Но утро после весёлых девичьих посиделок мне показалось благодатью по сравнению с первыми мгновениями пробуждения. Опухшие веки не хотели подниматься. Сквозь них пробивалось красное марево, настолько яркое, что желудок неприятно свернуло в тугой узел. Острая боль резкими толчками пульсировала где-то в макушке, отдавая в виски. К горлу подкатила противная тошнота. Спина затекла и ныла от давящей ломоты в мышцах. Хотелось свернуться калачиком, натянуть одеяло на голову и тихонько выть.
Однако стоило чуть пошевелиться, как от поясницы к ногам побежали огненные ручьи. На висках проступили холодные капли пота. Я безотчётно открыла рот, выхватывая резкими вдохами ледяной воздух.
Перед распахнувшимися глазами плавала комната в красноватом мареве. Всё виделось размыто, как будто какой-то недалёкий художник выплеснул краски. Очертания предметов казались знакомыми, и в то же время я не могла их узнать.
В нос ударила смесь трав и чего-то тошнотворного.
— Выпейте, барышня, — мягко произнёс чей-то бархатистый голос. — Пейте, вам станет легче.
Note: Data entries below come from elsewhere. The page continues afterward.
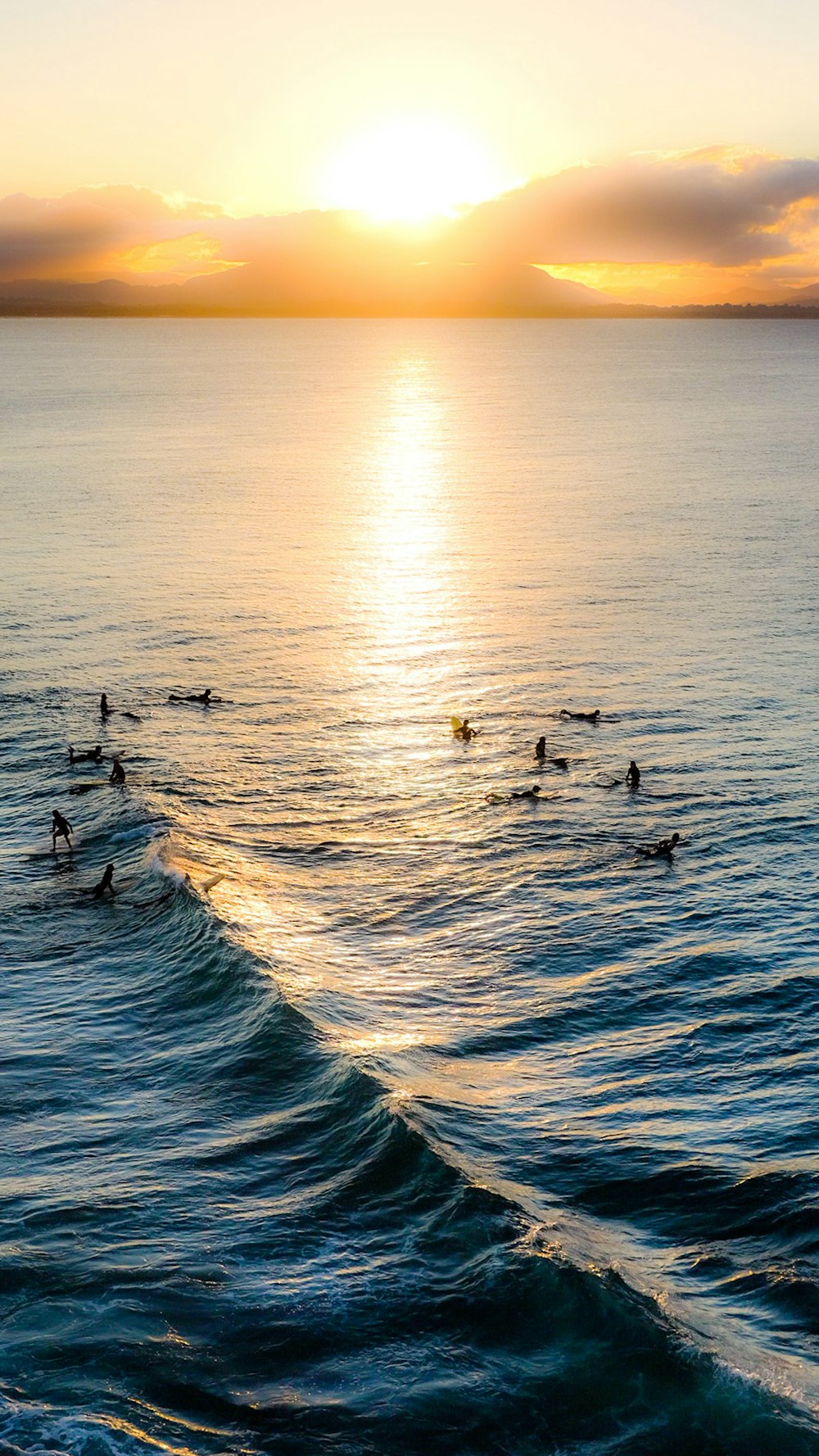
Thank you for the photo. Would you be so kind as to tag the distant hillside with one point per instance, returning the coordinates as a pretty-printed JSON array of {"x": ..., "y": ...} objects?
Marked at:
[{"x": 290, "y": 290}]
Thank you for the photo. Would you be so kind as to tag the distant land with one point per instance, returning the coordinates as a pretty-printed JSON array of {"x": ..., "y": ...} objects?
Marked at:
[{"x": 435, "y": 290}]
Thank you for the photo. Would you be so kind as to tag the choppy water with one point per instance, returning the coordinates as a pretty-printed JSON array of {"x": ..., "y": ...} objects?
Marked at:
[{"x": 440, "y": 1124}]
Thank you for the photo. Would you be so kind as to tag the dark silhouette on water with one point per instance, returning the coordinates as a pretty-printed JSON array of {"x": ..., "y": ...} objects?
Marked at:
[
  {"x": 517, "y": 794},
  {"x": 105, "y": 884},
  {"x": 464, "y": 731},
  {"x": 60, "y": 829},
  {"x": 91, "y": 756},
  {"x": 540, "y": 756},
  {"x": 585, "y": 718},
  {"x": 197, "y": 698},
  {"x": 663, "y": 848}
]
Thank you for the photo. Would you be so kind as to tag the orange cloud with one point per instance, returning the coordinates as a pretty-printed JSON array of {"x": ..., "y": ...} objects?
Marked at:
[{"x": 716, "y": 223}]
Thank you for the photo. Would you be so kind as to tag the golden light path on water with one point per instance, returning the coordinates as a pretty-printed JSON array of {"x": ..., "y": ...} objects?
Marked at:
[{"x": 357, "y": 530}]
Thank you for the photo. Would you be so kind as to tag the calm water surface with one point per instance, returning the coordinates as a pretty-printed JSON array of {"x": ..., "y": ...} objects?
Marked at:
[{"x": 442, "y": 1122}]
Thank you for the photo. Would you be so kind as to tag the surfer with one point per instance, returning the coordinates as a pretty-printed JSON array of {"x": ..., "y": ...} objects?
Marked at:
[
  {"x": 60, "y": 829},
  {"x": 663, "y": 848},
  {"x": 517, "y": 794},
  {"x": 585, "y": 718},
  {"x": 540, "y": 756},
  {"x": 105, "y": 884},
  {"x": 464, "y": 731},
  {"x": 91, "y": 756},
  {"x": 195, "y": 698}
]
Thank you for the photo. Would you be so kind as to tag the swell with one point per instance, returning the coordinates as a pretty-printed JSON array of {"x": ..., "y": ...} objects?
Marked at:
[{"x": 223, "y": 1234}]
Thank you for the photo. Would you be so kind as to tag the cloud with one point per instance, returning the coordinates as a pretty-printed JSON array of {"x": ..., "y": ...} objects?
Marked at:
[
  {"x": 88, "y": 230},
  {"x": 722, "y": 210},
  {"x": 719, "y": 207}
]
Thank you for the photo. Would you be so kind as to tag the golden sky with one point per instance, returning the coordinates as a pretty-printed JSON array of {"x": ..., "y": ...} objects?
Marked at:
[{"x": 609, "y": 129}]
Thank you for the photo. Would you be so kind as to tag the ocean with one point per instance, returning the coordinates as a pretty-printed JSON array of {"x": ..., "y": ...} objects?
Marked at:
[{"x": 444, "y": 1122}]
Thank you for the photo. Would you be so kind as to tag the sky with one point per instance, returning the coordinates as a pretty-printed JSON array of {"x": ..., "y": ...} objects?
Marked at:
[{"x": 264, "y": 108}]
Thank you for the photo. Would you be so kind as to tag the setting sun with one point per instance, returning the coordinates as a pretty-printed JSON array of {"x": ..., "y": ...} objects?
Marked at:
[{"x": 410, "y": 170}]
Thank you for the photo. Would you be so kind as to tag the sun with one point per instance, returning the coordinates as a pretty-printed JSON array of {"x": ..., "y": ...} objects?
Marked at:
[{"x": 410, "y": 170}]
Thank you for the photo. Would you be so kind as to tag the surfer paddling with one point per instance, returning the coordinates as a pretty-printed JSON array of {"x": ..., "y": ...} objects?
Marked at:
[
  {"x": 60, "y": 829},
  {"x": 541, "y": 757},
  {"x": 91, "y": 756},
  {"x": 534, "y": 794},
  {"x": 463, "y": 730},
  {"x": 197, "y": 698},
  {"x": 663, "y": 848}
]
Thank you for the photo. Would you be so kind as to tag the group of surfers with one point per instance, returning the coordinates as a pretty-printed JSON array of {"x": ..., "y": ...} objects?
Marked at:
[
  {"x": 61, "y": 828},
  {"x": 663, "y": 849}
]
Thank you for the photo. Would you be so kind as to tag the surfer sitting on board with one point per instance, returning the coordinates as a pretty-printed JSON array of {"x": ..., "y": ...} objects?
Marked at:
[
  {"x": 60, "y": 829},
  {"x": 585, "y": 718},
  {"x": 105, "y": 884},
  {"x": 92, "y": 756},
  {"x": 540, "y": 756},
  {"x": 663, "y": 849},
  {"x": 461, "y": 730},
  {"x": 195, "y": 698}
]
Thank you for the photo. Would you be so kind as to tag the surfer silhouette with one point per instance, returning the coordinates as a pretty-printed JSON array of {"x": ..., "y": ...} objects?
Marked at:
[
  {"x": 105, "y": 884},
  {"x": 60, "y": 829},
  {"x": 540, "y": 756},
  {"x": 461, "y": 730},
  {"x": 663, "y": 848},
  {"x": 91, "y": 756},
  {"x": 195, "y": 698}
]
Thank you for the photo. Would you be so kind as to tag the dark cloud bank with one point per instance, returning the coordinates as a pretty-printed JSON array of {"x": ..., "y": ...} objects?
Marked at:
[{"x": 716, "y": 208}]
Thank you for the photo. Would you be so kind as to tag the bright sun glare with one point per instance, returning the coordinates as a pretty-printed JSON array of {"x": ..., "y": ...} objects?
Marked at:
[{"x": 410, "y": 170}]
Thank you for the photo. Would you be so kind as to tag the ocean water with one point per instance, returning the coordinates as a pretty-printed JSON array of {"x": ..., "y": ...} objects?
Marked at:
[{"x": 442, "y": 1122}]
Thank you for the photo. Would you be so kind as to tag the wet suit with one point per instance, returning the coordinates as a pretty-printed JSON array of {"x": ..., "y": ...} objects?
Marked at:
[
  {"x": 663, "y": 849},
  {"x": 105, "y": 884},
  {"x": 92, "y": 756},
  {"x": 60, "y": 829}
]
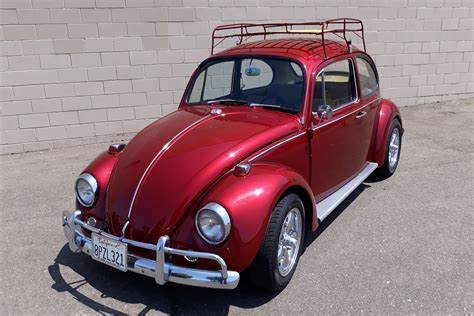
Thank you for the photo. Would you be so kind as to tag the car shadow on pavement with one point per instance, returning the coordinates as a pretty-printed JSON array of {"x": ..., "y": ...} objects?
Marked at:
[{"x": 131, "y": 288}]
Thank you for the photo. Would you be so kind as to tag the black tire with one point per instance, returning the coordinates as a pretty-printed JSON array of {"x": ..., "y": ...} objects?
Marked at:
[
  {"x": 388, "y": 170},
  {"x": 264, "y": 270}
]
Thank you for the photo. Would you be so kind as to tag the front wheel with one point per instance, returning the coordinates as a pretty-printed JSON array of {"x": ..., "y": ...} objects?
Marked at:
[
  {"x": 392, "y": 150},
  {"x": 279, "y": 253}
]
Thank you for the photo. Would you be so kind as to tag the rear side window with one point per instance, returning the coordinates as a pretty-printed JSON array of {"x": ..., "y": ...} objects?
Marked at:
[
  {"x": 335, "y": 85},
  {"x": 367, "y": 76}
]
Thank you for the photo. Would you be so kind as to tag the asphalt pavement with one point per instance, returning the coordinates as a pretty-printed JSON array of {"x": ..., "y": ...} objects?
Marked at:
[{"x": 398, "y": 246}]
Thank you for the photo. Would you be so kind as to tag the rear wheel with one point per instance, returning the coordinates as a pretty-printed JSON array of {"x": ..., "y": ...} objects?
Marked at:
[
  {"x": 392, "y": 150},
  {"x": 279, "y": 253}
]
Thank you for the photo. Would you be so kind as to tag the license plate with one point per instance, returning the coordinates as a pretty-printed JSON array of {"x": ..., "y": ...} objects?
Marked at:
[{"x": 109, "y": 251}]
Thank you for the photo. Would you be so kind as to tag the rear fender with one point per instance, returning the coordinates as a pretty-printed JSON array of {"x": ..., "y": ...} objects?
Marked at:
[
  {"x": 387, "y": 112},
  {"x": 249, "y": 201}
]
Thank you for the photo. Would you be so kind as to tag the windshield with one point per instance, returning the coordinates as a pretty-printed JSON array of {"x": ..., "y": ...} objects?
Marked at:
[{"x": 261, "y": 81}]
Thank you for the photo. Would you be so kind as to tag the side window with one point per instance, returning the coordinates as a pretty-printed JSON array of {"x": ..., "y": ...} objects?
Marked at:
[
  {"x": 335, "y": 85},
  {"x": 367, "y": 77},
  {"x": 255, "y": 74},
  {"x": 213, "y": 82}
]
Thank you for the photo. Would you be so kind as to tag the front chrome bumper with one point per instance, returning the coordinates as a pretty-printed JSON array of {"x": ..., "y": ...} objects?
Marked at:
[{"x": 158, "y": 269}]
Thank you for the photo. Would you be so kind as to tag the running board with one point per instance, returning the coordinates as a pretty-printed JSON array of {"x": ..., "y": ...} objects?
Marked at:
[{"x": 326, "y": 206}]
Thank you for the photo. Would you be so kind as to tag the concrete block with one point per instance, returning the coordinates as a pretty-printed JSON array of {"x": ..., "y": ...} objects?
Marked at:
[
  {"x": 83, "y": 30},
  {"x": 68, "y": 46},
  {"x": 117, "y": 86},
  {"x": 55, "y": 61},
  {"x": 170, "y": 84},
  {"x": 72, "y": 75},
  {"x": 141, "y": 29},
  {"x": 47, "y": 4},
  {"x": 130, "y": 99},
  {"x": 79, "y": 3},
  {"x": 85, "y": 60},
  {"x": 47, "y": 105},
  {"x": 115, "y": 59},
  {"x": 108, "y": 128},
  {"x": 102, "y": 73},
  {"x": 20, "y": 136},
  {"x": 51, "y": 31},
  {"x": 33, "y": 16},
  {"x": 24, "y": 62},
  {"x": 187, "y": 14},
  {"x": 19, "y": 32},
  {"x": 128, "y": 43},
  {"x": 50, "y": 133},
  {"x": 89, "y": 88},
  {"x": 38, "y": 146},
  {"x": 112, "y": 29},
  {"x": 8, "y": 123},
  {"x": 99, "y": 45},
  {"x": 59, "y": 90},
  {"x": 143, "y": 57},
  {"x": 76, "y": 103},
  {"x": 81, "y": 130},
  {"x": 119, "y": 114},
  {"x": 6, "y": 93},
  {"x": 28, "y": 92},
  {"x": 92, "y": 116},
  {"x": 110, "y": 3},
  {"x": 105, "y": 101},
  {"x": 156, "y": 43},
  {"x": 65, "y": 15},
  {"x": 15, "y": 107},
  {"x": 63, "y": 118},
  {"x": 147, "y": 112},
  {"x": 96, "y": 15},
  {"x": 8, "y": 17},
  {"x": 145, "y": 85},
  {"x": 37, "y": 47},
  {"x": 130, "y": 72},
  {"x": 33, "y": 120}
]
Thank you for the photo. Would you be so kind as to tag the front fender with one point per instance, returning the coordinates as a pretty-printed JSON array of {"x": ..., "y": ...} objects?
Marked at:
[
  {"x": 101, "y": 168},
  {"x": 388, "y": 111},
  {"x": 249, "y": 201}
]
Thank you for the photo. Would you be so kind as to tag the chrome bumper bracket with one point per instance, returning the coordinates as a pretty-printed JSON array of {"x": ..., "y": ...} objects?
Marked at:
[{"x": 158, "y": 269}]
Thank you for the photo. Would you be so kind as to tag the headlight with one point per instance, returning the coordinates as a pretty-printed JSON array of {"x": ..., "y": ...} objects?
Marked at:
[
  {"x": 213, "y": 223},
  {"x": 86, "y": 189}
]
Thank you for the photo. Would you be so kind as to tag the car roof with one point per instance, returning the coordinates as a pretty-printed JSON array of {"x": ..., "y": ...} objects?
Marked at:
[{"x": 308, "y": 49}]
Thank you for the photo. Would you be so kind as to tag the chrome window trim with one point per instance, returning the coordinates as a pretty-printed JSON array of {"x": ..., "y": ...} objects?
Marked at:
[
  {"x": 355, "y": 86},
  {"x": 222, "y": 212},
  {"x": 162, "y": 150},
  {"x": 275, "y": 146},
  {"x": 93, "y": 183},
  {"x": 345, "y": 115}
]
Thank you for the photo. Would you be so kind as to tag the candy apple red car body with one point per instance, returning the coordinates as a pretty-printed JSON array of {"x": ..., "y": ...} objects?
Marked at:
[{"x": 181, "y": 162}]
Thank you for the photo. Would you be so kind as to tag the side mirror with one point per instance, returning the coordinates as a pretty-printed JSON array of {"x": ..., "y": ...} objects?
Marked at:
[{"x": 324, "y": 112}]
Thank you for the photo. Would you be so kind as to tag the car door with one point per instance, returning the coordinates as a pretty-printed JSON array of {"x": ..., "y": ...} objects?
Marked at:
[{"x": 339, "y": 144}]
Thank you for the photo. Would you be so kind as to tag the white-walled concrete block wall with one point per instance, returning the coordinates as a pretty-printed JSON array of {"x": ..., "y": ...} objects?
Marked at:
[{"x": 82, "y": 71}]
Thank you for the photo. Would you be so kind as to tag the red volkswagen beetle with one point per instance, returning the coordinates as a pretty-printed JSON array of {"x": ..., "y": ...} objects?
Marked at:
[{"x": 269, "y": 138}]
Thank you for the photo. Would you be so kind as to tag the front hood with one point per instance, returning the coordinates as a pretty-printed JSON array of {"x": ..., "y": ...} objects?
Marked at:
[{"x": 169, "y": 163}]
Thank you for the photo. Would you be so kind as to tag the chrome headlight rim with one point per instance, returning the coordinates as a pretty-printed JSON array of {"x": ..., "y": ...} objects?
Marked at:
[
  {"x": 224, "y": 216},
  {"x": 94, "y": 186}
]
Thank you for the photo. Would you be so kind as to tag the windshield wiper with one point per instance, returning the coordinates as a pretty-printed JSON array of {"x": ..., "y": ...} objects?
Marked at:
[
  {"x": 282, "y": 108},
  {"x": 228, "y": 102}
]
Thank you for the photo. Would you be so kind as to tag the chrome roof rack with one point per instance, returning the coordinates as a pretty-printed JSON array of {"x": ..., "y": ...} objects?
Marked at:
[{"x": 340, "y": 27}]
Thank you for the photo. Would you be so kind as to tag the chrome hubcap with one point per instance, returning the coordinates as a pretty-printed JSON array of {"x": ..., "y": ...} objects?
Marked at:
[
  {"x": 394, "y": 148},
  {"x": 289, "y": 241}
]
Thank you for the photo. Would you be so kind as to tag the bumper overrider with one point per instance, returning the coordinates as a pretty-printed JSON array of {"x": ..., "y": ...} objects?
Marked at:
[{"x": 158, "y": 269}]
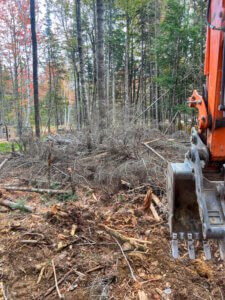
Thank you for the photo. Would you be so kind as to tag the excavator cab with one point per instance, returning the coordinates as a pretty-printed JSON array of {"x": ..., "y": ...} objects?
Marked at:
[{"x": 196, "y": 187}]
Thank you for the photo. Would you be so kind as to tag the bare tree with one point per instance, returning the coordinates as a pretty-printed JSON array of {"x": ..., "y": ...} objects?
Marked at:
[
  {"x": 35, "y": 68},
  {"x": 101, "y": 67},
  {"x": 81, "y": 62}
]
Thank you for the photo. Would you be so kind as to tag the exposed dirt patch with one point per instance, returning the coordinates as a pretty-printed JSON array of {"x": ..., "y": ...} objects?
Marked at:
[{"x": 70, "y": 234}]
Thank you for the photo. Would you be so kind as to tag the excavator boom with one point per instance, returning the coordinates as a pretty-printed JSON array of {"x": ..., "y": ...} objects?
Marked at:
[{"x": 195, "y": 188}]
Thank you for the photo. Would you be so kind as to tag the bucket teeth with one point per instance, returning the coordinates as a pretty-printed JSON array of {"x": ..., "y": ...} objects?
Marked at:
[
  {"x": 207, "y": 250},
  {"x": 190, "y": 238},
  {"x": 191, "y": 247},
  {"x": 222, "y": 248},
  {"x": 174, "y": 245}
]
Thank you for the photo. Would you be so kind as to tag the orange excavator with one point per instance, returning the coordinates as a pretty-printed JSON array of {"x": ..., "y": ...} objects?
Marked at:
[{"x": 196, "y": 187}]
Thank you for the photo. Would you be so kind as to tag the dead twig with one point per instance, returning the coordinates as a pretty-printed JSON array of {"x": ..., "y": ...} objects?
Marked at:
[
  {"x": 50, "y": 290},
  {"x": 136, "y": 243},
  {"x": 3, "y": 163},
  {"x": 33, "y": 190},
  {"x": 94, "y": 269},
  {"x": 14, "y": 206},
  {"x": 56, "y": 281},
  {"x": 155, "y": 152},
  {"x": 127, "y": 261}
]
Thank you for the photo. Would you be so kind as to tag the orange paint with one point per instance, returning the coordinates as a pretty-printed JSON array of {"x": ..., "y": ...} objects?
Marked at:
[{"x": 213, "y": 72}]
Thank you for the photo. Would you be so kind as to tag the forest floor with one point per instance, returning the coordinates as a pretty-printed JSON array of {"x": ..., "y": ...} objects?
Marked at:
[{"x": 98, "y": 242}]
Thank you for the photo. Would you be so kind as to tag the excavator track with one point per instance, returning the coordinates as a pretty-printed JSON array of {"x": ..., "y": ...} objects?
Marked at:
[{"x": 196, "y": 203}]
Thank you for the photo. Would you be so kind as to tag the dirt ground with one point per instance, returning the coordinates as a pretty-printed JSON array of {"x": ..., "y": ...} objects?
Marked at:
[
  {"x": 65, "y": 248},
  {"x": 70, "y": 237}
]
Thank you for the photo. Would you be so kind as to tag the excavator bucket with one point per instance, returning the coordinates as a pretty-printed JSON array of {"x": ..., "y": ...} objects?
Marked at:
[
  {"x": 184, "y": 218},
  {"x": 196, "y": 201}
]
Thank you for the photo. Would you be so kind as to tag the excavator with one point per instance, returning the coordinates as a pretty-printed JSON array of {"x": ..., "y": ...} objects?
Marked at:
[{"x": 196, "y": 187}]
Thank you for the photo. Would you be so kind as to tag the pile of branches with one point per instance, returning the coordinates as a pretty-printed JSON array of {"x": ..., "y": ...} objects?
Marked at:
[{"x": 129, "y": 158}]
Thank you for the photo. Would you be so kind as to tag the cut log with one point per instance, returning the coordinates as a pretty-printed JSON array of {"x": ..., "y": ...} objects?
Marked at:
[
  {"x": 155, "y": 152},
  {"x": 3, "y": 163},
  {"x": 59, "y": 140},
  {"x": 154, "y": 212},
  {"x": 15, "y": 206},
  {"x": 33, "y": 190},
  {"x": 136, "y": 243}
]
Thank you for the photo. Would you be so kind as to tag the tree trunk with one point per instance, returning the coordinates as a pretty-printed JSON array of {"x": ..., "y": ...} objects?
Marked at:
[
  {"x": 126, "y": 96},
  {"x": 101, "y": 68},
  {"x": 35, "y": 68},
  {"x": 81, "y": 62}
]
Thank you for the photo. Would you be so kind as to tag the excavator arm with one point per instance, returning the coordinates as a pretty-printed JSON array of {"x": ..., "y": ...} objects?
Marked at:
[{"x": 196, "y": 187}]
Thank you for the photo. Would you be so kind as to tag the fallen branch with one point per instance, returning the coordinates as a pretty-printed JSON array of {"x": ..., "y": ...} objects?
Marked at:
[
  {"x": 15, "y": 206},
  {"x": 50, "y": 290},
  {"x": 155, "y": 152},
  {"x": 56, "y": 281},
  {"x": 148, "y": 200},
  {"x": 95, "y": 269},
  {"x": 154, "y": 212},
  {"x": 59, "y": 140},
  {"x": 149, "y": 205},
  {"x": 157, "y": 201},
  {"x": 33, "y": 190},
  {"x": 92, "y": 157},
  {"x": 127, "y": 261},
  {"x": 136, "y": 243},
  {"x": 3, "y": 163}
]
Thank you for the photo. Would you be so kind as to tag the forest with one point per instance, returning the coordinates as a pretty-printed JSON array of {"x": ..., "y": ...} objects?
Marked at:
[
  {"x": 93, "y": 118},
  {"x": 100, "y": 64}
]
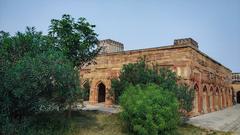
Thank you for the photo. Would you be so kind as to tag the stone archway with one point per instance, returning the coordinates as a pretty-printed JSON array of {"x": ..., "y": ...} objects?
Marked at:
[
  {"x": 205, "y": 100},
  {"x": 238, "y": 97},
  {"x": 217, "y": 100},
  {"x": 212, "y": 99},
  {"x": 198, "y": 100},
  {"x": 101, "y": 92}
]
При других обстоятельствах резкий запах отвратил бы. Но сейчас я была готова выпить что угодно. Даже отраву. Лишь бы отпустила мучительная боль.
Отвар оказался горьким и не менее мерзким, чем моё состояние. Но весьма действенным. Я снова закрыла глаза, прислушиваясь к своим ощущениям. Постепенно обжигающие путы ослабили хватку, дыхание выровнялось, а голову перестали сжимать острые тиски. Сознание прояснилось и тотчас услужливо подкинуло последнее воспоминание, что ввинтилось в него: рубиновые витражные осколки, осыпающиеся на головы людей, мечущихся в панике.
Я опасливо приоткрыла один глаз. Боялась, что неловкое движение, — и моя бедная голова треснет от боли, как перезревшая тыква. Однако ничего не последовало, и я, осмелев, открыла глаза полностью.
Знакомая комната в бело-золотых тонах с мраморным камином, безделушками на полке и широкой кроватью с резными столбиками. Ветерок тихонько колыхал прозрачный тюль, а сквозь приоткрытые окна доносились мелодичные птичьи трели.
В груди царапнуло чувство: я умерла. Преставилась, и мне теперь чудится комната Наагшура. Как гласят предания, человеку после смерти видится то, что оставило сильный отпечаток в душе́. Никогда бы не подумала, что это может быть гостевая спальня ведьмолова. Почему не вокзал, например? Не бордель мадам Дюпре? Не труп несчастной девушки?
Слишком много вопросов. В голове закипает суп спутанных мыслей, а я чувствовала себя, словно морковка, плавающая на поверхности этой бурлящей жиже.
Рядом со мной сидел невысокий, полный человек с толстыми очками. «Надо же, какой непривлекательный!» — заворчала Мира. Она придирчиво рассмотрела его и уже сделала свои выводы. — «А говорят, что не бывает некрасивых людей…»«Я безумно счастлива слышать тебя!» — мысленно обрадовалась я Душе. — «Ну здравствуй, заноза!» Мира фыркнула, и в груди ласково разлилось тепло.
Мужчина рассеянно поправил очки, и на некрасивом лице вспыхнул румянец.
— Позвольте представиться — профессор Алоиз Шкурник. Меня пригласил господин Наагшур. А вас зовут Лада, верно?
— Ладамира, — прохрипела я и закашлялась. Мой голос звучал так, будто принадлежать пропойце с Малой Садовой или бандиту с Южного переулка. Но никак не хрупкой барышне. Мне подумалось, что таким голосом сейчас только мышей разгонять по углам.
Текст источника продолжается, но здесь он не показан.